In the realm of pregnancy, Dunn is using biomedical data to predict and prevent dangerous issues like preterm birth, which affects children born before the 37th week of pregnancy. Each year, more than one million newborns die from complications relating to preterm birth, and children who survive are more likely to develop health complications like breathing problems or developmental delays.
“There are lots of problems that can occur during pregnancy that we don’t fully understand, and because of that we don’t always have effective methods for early intervention,” said Dunn. “One of the ways we’ve tried to incorporate data involved a wearable device to monitor EMG signals from the uterine wall. This type of data could help us develop computational models that are useful for predicting complications.”
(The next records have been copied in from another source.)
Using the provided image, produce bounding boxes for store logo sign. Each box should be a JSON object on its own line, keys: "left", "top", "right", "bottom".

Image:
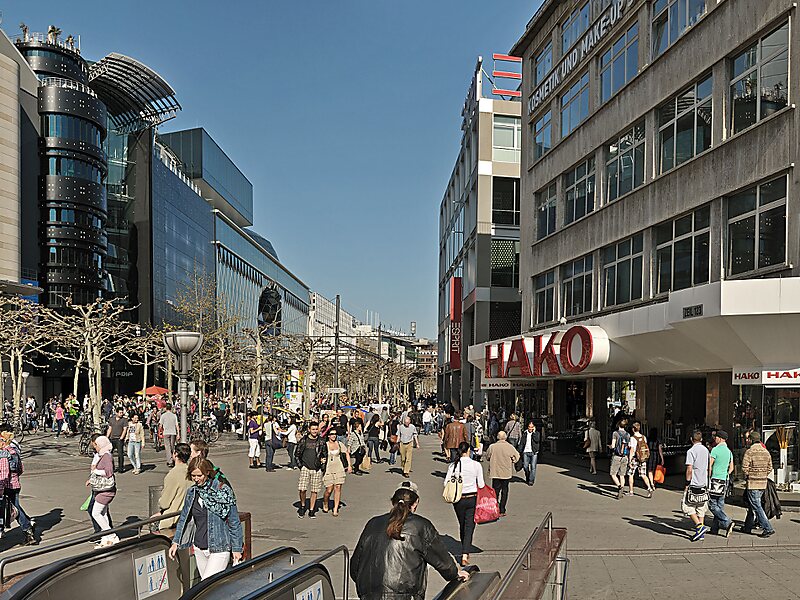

{"left": 528, "top": 0, "right": 631, "bottom": 114}
{"left": 732, "top": 367, "right": 800, "bottom": 386}
{"left": 485, "top": 325, "right": 599, "bottom": 378}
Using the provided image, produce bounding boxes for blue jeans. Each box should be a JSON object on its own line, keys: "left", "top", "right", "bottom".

{"left": 265, "top": 444, "right": 275, "bottom": 470}
{"left": 367, "top": 438, "right": 381, "bottom": 462}
{"left": 708, "top": 494, "right": 731, "bottom": 532}
{"left": 127, "top": 441, "right": 142, "bottom": 470}
{"left": 743, "top": 489, "right": 774, "bottom": 533}
{"left": 4, "top": 489, "right": 32, "bottom": 532}
{"left": 523, "top": 452, "right": 538, "bottom": 484}
{"left": 423, "top": 422, "right": 431, "bottom": 435}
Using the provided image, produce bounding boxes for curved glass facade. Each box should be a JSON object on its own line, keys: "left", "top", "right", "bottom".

{"left": 17, "top": 39, "right": 108, "bottom": 306}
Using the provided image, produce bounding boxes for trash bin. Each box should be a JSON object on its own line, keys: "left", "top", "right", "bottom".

{"left": 148, "top": 485, "right": 164, "bottom": 532}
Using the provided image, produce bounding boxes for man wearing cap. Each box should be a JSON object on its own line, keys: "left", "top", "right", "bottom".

{"left": 708, "top": 430, "right": 734, "bottom": 537}
{"left": 741, "top": 430, "right": 775, "bottom": 537}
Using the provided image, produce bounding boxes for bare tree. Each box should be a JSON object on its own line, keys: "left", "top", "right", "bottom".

{"left": 124, "top": 324, "right": 167, "bottom": 395}
{"left": 0, "top": 298, "right": 54, "bottom": 419}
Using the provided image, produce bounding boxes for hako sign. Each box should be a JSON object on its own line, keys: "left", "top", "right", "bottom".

{"left": 732, "top": 367, "right": 800, "bottom": 386}
{"left": 484, "top": 326, "right": 610, "bottom": 378}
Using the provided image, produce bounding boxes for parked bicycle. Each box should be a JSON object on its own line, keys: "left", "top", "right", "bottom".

{"left": 190, "top": 415, "right": 220, "bottom": 445}
{"left": 78, "top": 413, "right": 96, "bottom": 456}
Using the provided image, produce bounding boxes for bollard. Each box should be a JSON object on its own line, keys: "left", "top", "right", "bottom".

{"left": 148, "top": 485, "right": 165, "bottom": 533}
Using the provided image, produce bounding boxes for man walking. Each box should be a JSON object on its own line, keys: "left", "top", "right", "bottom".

{"left": 159, "top": 403, "right": 179, "bottom": 467}
{"left": 683, "top": 430, "right": 710, "bottom": 541}
{"left": 517, "top": 421, "right": 540, "bottom": 486}
{"left": 741, "top": 430, "right": 775, "bottom": 537}
{"left": 626, "top": 421, "right": 655, "bottom": 497}
{"left": 443, "top": 412, "right": 468, "bottom": 461}
{"left": 504, "top": 414, "right": 522, "bottom": 449}
{"left": 106, "top": 407, "right": 129, "bottom": 473}
{"left": 296, "top": 422, "right": 326, "bottom": 519}
{"left": 397, "top": 416, "right": 419, "bottom": 478}
{"left": 485, "top": 431, "right": 520, "bottom": 517}
{"left": 422, "top": 407, "right": 432, "bottom": 435}
{"left": 708, "top": 430, "right": 735, "bottom": 537}
{"left": 609, "top": 420, "right": 630, "bottom": 499}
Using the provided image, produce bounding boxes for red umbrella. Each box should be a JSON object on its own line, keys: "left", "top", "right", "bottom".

{"left": 145, "top": 385, "right": 169, "bottom": 395}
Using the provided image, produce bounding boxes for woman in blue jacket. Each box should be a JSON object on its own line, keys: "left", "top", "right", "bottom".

{"left": 169, "top": 457, "right": 243, "bottom": 580}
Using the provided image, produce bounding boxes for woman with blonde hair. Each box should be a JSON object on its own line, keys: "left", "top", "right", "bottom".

{"left": 169, "top": 457, "right": 243, "bottom": 580}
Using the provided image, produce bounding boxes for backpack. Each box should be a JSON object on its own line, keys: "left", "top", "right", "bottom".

{"left": 613, "top": 430, "right": 630, "bottom": 457}
{"left": 634, "top": 434, "right": 650, "bottom": 461}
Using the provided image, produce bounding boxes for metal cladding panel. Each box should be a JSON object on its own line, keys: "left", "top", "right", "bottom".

{"left": 41, "top": 175, "right": 107, "bottom": 213}
{"left": 38, "top": 86, "right": 107, "bottom": 130}
{"left": 24, "top": 53, "right": 87, "bottom": 82}
{"left": 42, "top": 136, "right": 105, "bottom": 163}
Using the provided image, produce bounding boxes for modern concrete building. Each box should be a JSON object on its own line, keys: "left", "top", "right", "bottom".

{"left": 438, "top": 56, "right": 522, "bottom": 409}
{"left": 469, "top": 0, "right": 799, "bottom": 481}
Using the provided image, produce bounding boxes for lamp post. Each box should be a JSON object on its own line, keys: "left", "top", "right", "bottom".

{"left": 163, "top": 331, "right": 203, "bottom": 443}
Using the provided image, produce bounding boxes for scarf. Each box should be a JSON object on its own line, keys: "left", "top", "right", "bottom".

{"left": 196, "top": 478, "right": 235, "bottom": 520}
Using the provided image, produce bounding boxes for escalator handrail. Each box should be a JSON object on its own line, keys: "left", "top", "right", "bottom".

{"left": 178, "top": 546, "right": 300, "bottom": 599}
{"left": 1, "top": 533, "right": 173, "bottom": 600}
{"left": 233, "top": 545, "right": 349, "bottom": 600}
{"left": 486, "top": 512, "right": 556, "bottom": 600}
{"left": 0, "top": 511, "right": 181, "bottom": 584}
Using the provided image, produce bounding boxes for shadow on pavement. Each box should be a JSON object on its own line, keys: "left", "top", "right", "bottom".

{"left": 0, "top": 507, "right": 64, "bottom": 551}
{"left": 439, "top": 533, "right": 483, "bottom": 555}
{"left": 622, "top": 513, "right": 690, "bottom": 538}
{"left": 577, "top": 483, "right": 617, "bottom": 499}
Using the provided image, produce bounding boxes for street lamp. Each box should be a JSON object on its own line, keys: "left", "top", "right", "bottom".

{"left": 163, "top": 331, "right": 203, "bottom": 443}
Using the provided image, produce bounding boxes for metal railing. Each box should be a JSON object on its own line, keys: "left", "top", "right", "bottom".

{"left": 40, "top": 77, "right": 97, "bottom": 98}
{"left": 310, "top": 545, "right": 350, "bottom": 600}
{"left": 488, "top": 512, "right": 567, "bottom": 600}
{"left": 17, "top": 32, "right": 81, "bottom": 54}
{"left": 0, "top": 511, "right": 180, "bottom": 584}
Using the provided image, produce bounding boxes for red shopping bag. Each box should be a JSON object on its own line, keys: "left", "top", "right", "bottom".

{"left": 474, "top": 485, "right": 500, "bottom": 524}
{"left": 654, "top": 464, "right": 666, "bottom": 484}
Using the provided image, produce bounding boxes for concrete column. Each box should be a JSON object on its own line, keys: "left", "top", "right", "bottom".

{"left": 706, "top": 372, "right": 734, "bottom": 431}
{"left": 586, "top": 377, "right": 610, "bottom": 441}
{"left": 711, "top": 59, "right": 728, "bottom": 144}
{"left": 552, "top": 380, "right": 569, "bottom": 431}
{"left": 634, "top": 376, "right": 666, "bottom": 434}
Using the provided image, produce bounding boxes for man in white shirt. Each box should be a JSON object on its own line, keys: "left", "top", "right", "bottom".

{"left": 159, "top": 404, "right": 179, "bottom": 467}
{"left": 683, "top": 430, "right": 710, "bottom": 541}
{"left": 422, "top": 408, "right": 433, "bottom": 435}
{"left": 397, "top": 417, "right": 419, "bottom": 478}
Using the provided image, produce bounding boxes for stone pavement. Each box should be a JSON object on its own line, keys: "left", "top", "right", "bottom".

{"left": 7, "top": 431, "right": 800, "bottom": 599}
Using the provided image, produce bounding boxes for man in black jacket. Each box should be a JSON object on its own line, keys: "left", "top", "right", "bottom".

{"left": 295, "top": 422, "right": 327, "bottom": 519}
{"left": 517, "top": 421, "right": 541, "bottom": 486}
{"left": 351, "top": 481, "right": 468, "bottom": 600}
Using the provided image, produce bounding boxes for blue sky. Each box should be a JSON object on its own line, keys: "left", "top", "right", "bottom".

{"left": 3, "top": 0, "right": 542, "bottom": 337}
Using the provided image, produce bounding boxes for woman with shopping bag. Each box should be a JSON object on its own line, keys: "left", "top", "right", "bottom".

{"left": 443, "top": 442, "right": 486, "bottom": 566}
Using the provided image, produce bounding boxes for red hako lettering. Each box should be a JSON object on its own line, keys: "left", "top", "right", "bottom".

{"left": 559, "top": 326, "right": 594, "bottom": 373}
{"left": 532, "top": 335, "right": 560, "bottom": 376}
{"left": 485, "top": 342, "right": 504, "bottom": 378}
{"left": 504, "top": 338, "right": 532, "bottom": 377}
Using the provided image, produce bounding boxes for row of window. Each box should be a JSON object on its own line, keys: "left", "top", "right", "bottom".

{"left": 492, "top": 116, "right": 522, "bottom": 163}
{"left": 490, "top": 239, "right": 521, "bottom": 288}
{"left": 46, "top": 156, "right": 103, "bottom": 184}
{"left": 46, "top": 246, "right": 104, "bottom": 270}
{"left": 43, "top": 114, "right": 103, "bottom": 147}
{"left": 531, "top": 9, "right": 788, "bottom": 166}
{"left": 45, "top": 207, "right": 104, "bottom": 229}
{"left": 532, "top": 175, "right": 788, "bottom": 324}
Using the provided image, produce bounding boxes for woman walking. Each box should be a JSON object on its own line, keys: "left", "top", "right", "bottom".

{"left": 127, "top": 413, "right": 145, "bottom": 474}
{"left": 246, "top": 411, "right": 261, "bottom": 469}
{"left": 584, "top": 421, "right": 602, "bottom": 474}
{"left": 322, "top": 428, "right": 352, "bottom": 516}
{"left": 646, "top": 427, "right": 665, "bottom": 489}
{"left": 86, "top": 435, "right": 118, "bottom": 548}
{"left": 347, "top": 419, "right": 367, "bottom": 475}
{"left": 366, "top": 414, "right": 383, "bottom": 463}
{"left": 387, "top": 414, "right": 400, "bottom": 465}
{"left": 351, "top": 481, "right": 469, "bottom": 600}
{"left": 169, "top": 457, "right": 243, "bottom": 580}
{"left": 444, "top": 442, "right": 486, "bottom": 566}
{"left": 54, "top": 403, "right": 65, "bottom": 438}
{"left": 285, "top": 417, "right": 299, "bottom": 469}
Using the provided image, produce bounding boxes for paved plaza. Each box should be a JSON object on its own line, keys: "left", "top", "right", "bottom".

{"left": 6, "top": 433, "right": 800, "bottom": 599}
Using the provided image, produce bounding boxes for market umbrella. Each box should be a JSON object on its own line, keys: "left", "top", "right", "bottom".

{"left": 142, "top": 385, "right": 169, "bottom": 395}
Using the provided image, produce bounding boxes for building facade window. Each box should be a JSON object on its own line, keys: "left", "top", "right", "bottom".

{"left": 652, "top": 0, "right": 706, "bottom": 58}
{"left": 537, "top": 182, "right": 557, "bottom": 239}
{"left": 491, "top": 239, "right": 520, "bottom": 288}
{"left": 564, "top": 157, "right": 595, "bottom": 225}
{"left": 534, "top": 42, "right": 553, "bottom": 86}
{"left": 561, "top": 71, "right": 590, "bottom": 137}
{"left": 534, "top": 270, "right": 556, "bottom": 325}
{"left": 600, "top": 23, "right": 639, "bottom": 103}
{"left": 562, "top": 2, "right": 590, "bottom": 53}
{"left": 655, "top": 205, "right": 710, "bottom": 293}
{"left": 605, "top": 121, "right": 645, "bottom": 202}
{"left": 533, "top": 110, "right": 552, "bottom": 160}
{"left": 658, "top": 74, "right": 712, "bottom": 174}
{"left": 730, "top": 22, "right": 789, "bottom": 135}
{"left": 562, "top": 255, "right": 593, "bottom": 317}
{"left": 727, "top": 176, "right": 787, "bottom": 276}
{"left": 492, "top": 115, "right": 522, "bottom": 162}
{"left": 492, "top": 177, "right": 520, "bottom": 225}
{"left": 602, "top": 233, "right": 643, "bottom": 307}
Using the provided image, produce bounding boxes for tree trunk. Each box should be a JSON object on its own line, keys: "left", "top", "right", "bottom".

{"left": 303, "top": 351, "right": 314, "bottom": 419}
{"left": 72, "top": 355, "right": 82, "bottom": 401}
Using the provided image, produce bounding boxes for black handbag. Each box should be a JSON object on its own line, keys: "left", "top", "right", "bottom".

{"left": 708, "top": 478, "right": 727, "bottom": 498}
{"left": 685, "top": 485, "right": 709, "bottom": 506}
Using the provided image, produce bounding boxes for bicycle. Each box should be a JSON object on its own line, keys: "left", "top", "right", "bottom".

{"left": 190, "top": 416, "right": 220, "bottom": 445}
{"left": 11, "top": 412, "right": 25, "bottom": 444}
{"left": 77, "top": 414, "right": 96, "bottom": 456}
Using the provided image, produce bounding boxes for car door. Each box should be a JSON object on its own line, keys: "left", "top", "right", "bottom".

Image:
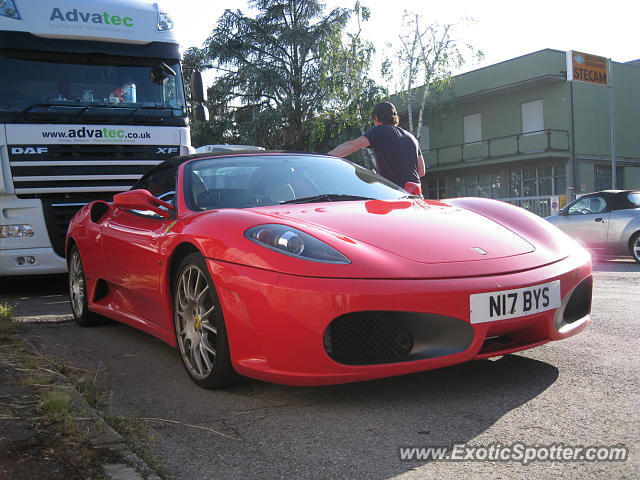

{"left": 558, "top": 195, "right": 610, "bottom": 251}
{"left": 101, "top": 166, "right": 177, "bottom": 326}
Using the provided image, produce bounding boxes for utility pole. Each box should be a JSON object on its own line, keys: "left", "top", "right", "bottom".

{"left": 609, "top": 59, "right": 616, "bottom": 189}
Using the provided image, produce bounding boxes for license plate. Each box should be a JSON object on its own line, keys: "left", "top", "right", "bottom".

{"left": 469, "top": 280, "right": 561, "bottom": 324}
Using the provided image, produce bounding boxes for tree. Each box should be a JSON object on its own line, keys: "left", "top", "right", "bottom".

{"left": 201, "top": 0, "right": 351, "bottom": 150}
{"left": 385, "top": 13, "right": 483, "bottom": 144}
{"left": 313, "top": 1, "right": 385, "bottom": 167}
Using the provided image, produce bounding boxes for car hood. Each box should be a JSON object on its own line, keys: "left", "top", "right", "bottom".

{"left": 258, "top": 199, "right": 535, "bottom": 263}
{"left": 185, "top": 198, "right": 570, "bottom": 279}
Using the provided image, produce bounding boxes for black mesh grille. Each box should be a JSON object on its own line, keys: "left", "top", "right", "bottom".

{"left": 324, "top": 312, "right": 414, "bottom": 365}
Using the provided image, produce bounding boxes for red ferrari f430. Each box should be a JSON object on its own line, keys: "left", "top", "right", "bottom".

{"left": 66, "top": 150, "right": 592, "bottom": 388}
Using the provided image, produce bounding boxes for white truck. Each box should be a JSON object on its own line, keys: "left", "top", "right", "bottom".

{"left": 0, "top": 0, "right": 201, "bottom": 275}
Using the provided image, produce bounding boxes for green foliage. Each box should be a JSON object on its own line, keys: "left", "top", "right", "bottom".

{"left": 386, "top": 13, "right": 483, "bottom": 142}
{"left": 194, "top": 0, "right": 350, "bottom": 150}
{"left": 0, "top": 302, "right": 20, "bottom": 335}
{"left": 186, "top": 0, "right": 388, "bottom": 155}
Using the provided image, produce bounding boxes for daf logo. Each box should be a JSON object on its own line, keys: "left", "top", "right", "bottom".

{"left": 472, "top": 247, "right": 488, "bottom": 255}
{"left": 157, "top": 147, "right": 178, "bottom": 155}
{"left": 11, "top": 147, "right": 48, "bottom": 155}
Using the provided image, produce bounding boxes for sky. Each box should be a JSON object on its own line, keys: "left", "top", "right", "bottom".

{"left": 170, "top": 0, "right": 638, "bottom": 86}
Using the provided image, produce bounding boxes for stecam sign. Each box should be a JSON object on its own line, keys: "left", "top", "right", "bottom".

{"left": 566, "top": 51, "right": 609, "bottom": 86}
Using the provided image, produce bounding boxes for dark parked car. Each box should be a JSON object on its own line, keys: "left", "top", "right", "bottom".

{"left": 546, "top": 190, "right": 640, "bottom": 263}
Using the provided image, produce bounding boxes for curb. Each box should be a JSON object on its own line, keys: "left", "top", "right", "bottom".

{"left": 22, "top": 337, "right": 164, "bottom": 480}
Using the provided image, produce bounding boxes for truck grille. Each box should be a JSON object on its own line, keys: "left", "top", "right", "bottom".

{"left": 8, "top": 144, "right": 177, "bottom": 197}
{"left": 8, "top": 143, "right": 179, "bottom": 258}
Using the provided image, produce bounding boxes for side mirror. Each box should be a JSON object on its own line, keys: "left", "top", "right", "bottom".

{"left": 191, "top": 71, "right": 206, "bottom": 103}
{"left": 190, "top": 70, "right": 209, "bottom": 123}
{"left": 113, "top": 189, "right": 173, "bottom": 218}
{"left": 404, "top": 181, "right": 422, "bottom": 197}
{"left": 193, "top": 103, "right": 209, "bottom": 122}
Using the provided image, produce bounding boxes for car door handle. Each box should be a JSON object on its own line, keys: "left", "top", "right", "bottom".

{"left": 595, "top": 218, "right": 604, "bottom": 223}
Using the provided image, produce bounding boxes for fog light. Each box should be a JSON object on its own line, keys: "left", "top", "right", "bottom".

{"left": 0, "top": 224, "right": 34, "bottom": 238}
{"left": 15, "top": 255, "right": 36, "bottom": 266}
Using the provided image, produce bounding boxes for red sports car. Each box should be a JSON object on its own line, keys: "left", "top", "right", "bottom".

{"left": 66, "top": 150, "right": 592, "bottom": 389}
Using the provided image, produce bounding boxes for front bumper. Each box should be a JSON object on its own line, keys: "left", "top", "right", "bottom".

{"left": 208, "top": 251, "right": 591, "bottom": 386}
{"left": 0, "top": 246, "right": 67, "bottom": 275}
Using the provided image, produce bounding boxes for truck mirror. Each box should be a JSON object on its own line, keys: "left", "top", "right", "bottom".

{"left": 193, "top": 104, "right": 209, "bottom": 123}
{"left": 191, "top": 71, "right": 206, "bottom": 103}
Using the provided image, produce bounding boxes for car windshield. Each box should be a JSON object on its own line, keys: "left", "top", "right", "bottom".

{"left": 0, "top": 51, "right": 186, "bottom": 118}
{"left": 628, "top": 192, "right": 640, "bottom": 206}
{"left": 185, "top": 154, "right": 411, "bottom": 211}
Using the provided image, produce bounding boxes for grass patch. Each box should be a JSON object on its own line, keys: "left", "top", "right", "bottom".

{"left": 0, "top": 302, "right": 21, "bottom": 335}
{"left": 1, "top": 314, "right": 170, "bottom": 478}
{"left": 106, "top": 411, "right": 170, "bottom": 479}
{"left": 39, "top": 389, "right": 77, "bottom": 434}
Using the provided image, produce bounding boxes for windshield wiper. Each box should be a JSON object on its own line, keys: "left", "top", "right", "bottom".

{"left": 280, "top": 194, "right": 376, "bottom": 205}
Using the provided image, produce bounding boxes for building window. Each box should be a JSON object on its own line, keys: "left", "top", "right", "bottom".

{"left": 594, "top": 165, "right": 624, "bottom": 190}
{"left": 491, "top": 173, "right": 503, "bottom": 199}
{"left": 454, "top": 176, "right": 464, "bottom": 197}
{"left": 421, "top": 125, "right": 430, "bottom": 152}
{"left": 508, "top": 165, "right": 566, "bottom": 197}
{"left": 477, "top": 173, "right": 491, "bottom": 198}
{"left": 451, "top": 171, "right": 502, "bottom": 198}
{"left": 523, "top": 167, "right": 537, "bottom": 196}
{"left": 427, "top": 178, "right": 446, "bottom": 199}
{"left": 465, "top": 175, "right": 477, "bottom": 196}
{"left": 522, "top": 99, "right": 544, "bottom": 134}
{"left": 464, "top": 113, "right": 482, "bottom": 144}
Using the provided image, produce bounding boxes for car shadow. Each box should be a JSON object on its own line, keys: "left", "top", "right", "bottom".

{"left": 28, "top": 318, "right": 559, "bottom": 480}
{"left": 224, "top": 355, "right": 559, "bottom": 478}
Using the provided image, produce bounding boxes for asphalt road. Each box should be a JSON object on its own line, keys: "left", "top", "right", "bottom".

{"left": 2, "top": 260, "right": 638, "bottom": 479}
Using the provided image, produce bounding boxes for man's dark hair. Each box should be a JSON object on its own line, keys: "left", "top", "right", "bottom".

{"left": 371, "top": 101, "right": 399, "bottom": 126}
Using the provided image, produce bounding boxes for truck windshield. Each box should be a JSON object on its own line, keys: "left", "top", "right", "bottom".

{"left": 0, "top": 51, "right": 186, "bottom": 115}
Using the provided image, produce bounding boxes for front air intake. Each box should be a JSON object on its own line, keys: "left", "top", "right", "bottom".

{"left": 324, "top": 311, "right": 475, "bottom": 366}
{"left": 324, "top": 312, "right": 413, "bottom": 365}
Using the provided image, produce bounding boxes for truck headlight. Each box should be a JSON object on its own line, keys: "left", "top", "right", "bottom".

{"left": 0, "top": 224, "right": 34, "bottom": 238}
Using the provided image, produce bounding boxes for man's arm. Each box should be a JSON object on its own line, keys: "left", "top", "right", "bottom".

{"left": 328, "top": 136, "right": 370, "bottom": 157}
{"left": 417, "top": 150, "right": 426, "bottom": 178}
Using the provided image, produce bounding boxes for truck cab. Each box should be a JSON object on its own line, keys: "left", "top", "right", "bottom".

{"left": 0, "top": 0, "right": 194, "bottom": 275}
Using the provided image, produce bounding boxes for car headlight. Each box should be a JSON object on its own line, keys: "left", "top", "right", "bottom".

{"left": 245, "top": 224, "right": 350, "bottom": 264}
{"left": 0, "top": 224, "right": 34, "bottom": 238}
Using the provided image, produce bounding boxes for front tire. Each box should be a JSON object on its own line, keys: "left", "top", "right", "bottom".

{"left": 631, "top": 232, "right": 640, "bottom": 264}
{"left": 173, "top": 253, "right": 234, "bottom": 389}
{"left": 68, "top": 245, "right": 101, "bottom": 326}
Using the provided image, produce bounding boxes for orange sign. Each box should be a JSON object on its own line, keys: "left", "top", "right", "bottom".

{"left": 569, "top": 51, "right": 608, "bottom": 85}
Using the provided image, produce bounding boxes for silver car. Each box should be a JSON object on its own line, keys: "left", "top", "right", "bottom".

{"left": 546, "top": 190, "right": 640, "bottom": 263}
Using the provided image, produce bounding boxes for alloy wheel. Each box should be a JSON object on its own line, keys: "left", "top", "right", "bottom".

{"left": 174, "top": 265, "right": 219, "bottom": 380}
{"left": 69, "top": 248, "right": 86, "bottom": 319}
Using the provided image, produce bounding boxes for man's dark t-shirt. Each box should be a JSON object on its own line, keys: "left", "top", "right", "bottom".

{"left": 364, "top": 125, "right": 420, "bottom": 187}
Dunn, who is currently a postdoctoral fellow at Stanford University, obtained a PhD in BME from Georgia Tech and Emory and a BS in BME from Johns Hopkins University. During that time, she studied the transcriptome and the epigenome of certain types of vascular cells to understand how these cells changed during disease processes. This research, she says, ignited a strong interest in the potential of data science, especially surrounding the potential of wearable technology to detect disease at different biological scales.
“It was always exciting to see how our findings changed as we layered in different types of data from multiple sources,” said Dunn. “When I started at Stanford, I was thinking about what data we could add to information in medical records and biomolecular data sets that would have an impact. Wearable technology was the obvious next step.”
Now, as Dunn prepares to make the transition to Duke, she looks forward to growing the field of data science with collaborators across the university.
“Duke is at an exciting transition point, where there is a wide interest in using data science to revolutionize healthcare,” said Dunn. “I’m excited to build up the data science community within BME and drive Duke’s reputation as a premier institution in this fascinating and growing field.”